US-Iran-Friedensgespräche kollabieren, nachdem Trump die Blockade der Straße von Hormus angeordnet hat

TLDR

  • Die USA und Iran beendeten 21 Stunden lange Gespräche in Pakistan ohne eine Einigung
  • Vizepräsident JD Vance sagte, Iran habe sich geweigert, auf die Entwicklung einer Atomwaffe zu verzichten
  • Trump kündigte an, dass die US-Marine sofort die Straße von Hormuz blockieren werde
  • Die Meerenge transportiert etwa ein Fünftel der globalen Öl- und LNG-Versorgung
  • Die Ölmärkte werden voraussichtlich am Montag nach dem Scheitern höher eröffnen

(SeaPRwire) –   Die USA und Iran verließen am Sonntag die Friedensgespräche in Islamabad, Pakistan, ohne eine Einigung zu erzielen. 21 Stunden Verhandlungen konnten die wesentlichen Differenzen nicht überbrücken.

Vizepräsident JD Vance leitete die amerikanische Delegation. Er sagte, Iran werde sich nicht dazu verpflichten, sein Atomwaffenprogramm aufzugeben, was er als Kernforderung der USA bezeichnete.

„Wir haben unsere roten Linien so klar wie möglich gemacht, und sie haben sich entschieden, unsere Bedingungen nicht zu akzeptieren“, sagte Vance am frühen Sonntagmorgen Reportern in Islamabad.

Das iranische Außenministerium erklärte, es sei natürlich, dass Differenzen nicht in einer Gesprächsrunde gelöst würden. Sprecher Esmail Baghaei sagte, „Diplomatie endet nie“ und ließ die Tür für weitere Diskussionen offen.

Die Gespräche umfassten drei Hauptbereiche: die Kontrolle der Straße von Hormuz, eine mögliche Verlängerung des Waffenstillstands und eine schrittweise Lockerung der Sanktionen. Irans halbamtliche Medien bezeichneten die Forderungen der USA als „exzessiv“.

Iran hat den Schiffsverkehr durch die Straße von Hormuz seit Beginn des US-israelischen Krieges Ende Februar zum Stillstand gebracht. Die Wasserstraße wickelt etwa ein Fünftel der globalen Öl- und Flüssigerdgasversorgung ab.

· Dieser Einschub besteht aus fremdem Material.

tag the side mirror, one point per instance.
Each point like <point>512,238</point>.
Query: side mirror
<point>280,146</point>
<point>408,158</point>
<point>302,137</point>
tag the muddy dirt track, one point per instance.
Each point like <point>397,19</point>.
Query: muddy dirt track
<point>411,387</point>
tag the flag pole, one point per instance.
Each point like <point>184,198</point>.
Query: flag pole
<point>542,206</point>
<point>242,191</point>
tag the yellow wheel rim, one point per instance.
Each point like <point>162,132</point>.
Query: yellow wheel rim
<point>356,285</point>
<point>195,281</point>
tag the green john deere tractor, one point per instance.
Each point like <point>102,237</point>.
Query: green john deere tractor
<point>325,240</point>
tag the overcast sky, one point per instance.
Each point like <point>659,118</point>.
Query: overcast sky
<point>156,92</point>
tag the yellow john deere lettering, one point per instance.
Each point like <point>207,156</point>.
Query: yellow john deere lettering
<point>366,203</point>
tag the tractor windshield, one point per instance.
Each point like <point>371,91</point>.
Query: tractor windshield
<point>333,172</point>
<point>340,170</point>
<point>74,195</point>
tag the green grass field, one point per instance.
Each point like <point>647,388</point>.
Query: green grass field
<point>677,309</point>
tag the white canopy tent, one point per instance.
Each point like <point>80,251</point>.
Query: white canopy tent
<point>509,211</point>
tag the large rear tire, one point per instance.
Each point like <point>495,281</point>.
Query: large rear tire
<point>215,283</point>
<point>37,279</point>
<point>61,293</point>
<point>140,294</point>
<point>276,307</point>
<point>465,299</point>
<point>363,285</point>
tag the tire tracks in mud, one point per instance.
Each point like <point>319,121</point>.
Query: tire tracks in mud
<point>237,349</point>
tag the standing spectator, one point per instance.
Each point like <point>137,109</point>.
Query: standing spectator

Zwei leere Supertanker versuchten am Sonntag, die Meerenge zu passieren. Beide kehrten um, gerade als die Friedensgespräche endeten.

Trump befiehlt Blockade

Stunden nach dem Scheitern der Gespräche kündigte Präsident Trump auf Truth Social an, dass die US-Marine sofort mit der Blockade der Straße von Hormuz beginnen werde.

„Mit sofortiger Wirkung wird die United States Navy mit der Blockade aller Schiffe beginnen, die versuchen, die Straße von Hormuz zu befahren oder zu verlassen“, schrieb Trump.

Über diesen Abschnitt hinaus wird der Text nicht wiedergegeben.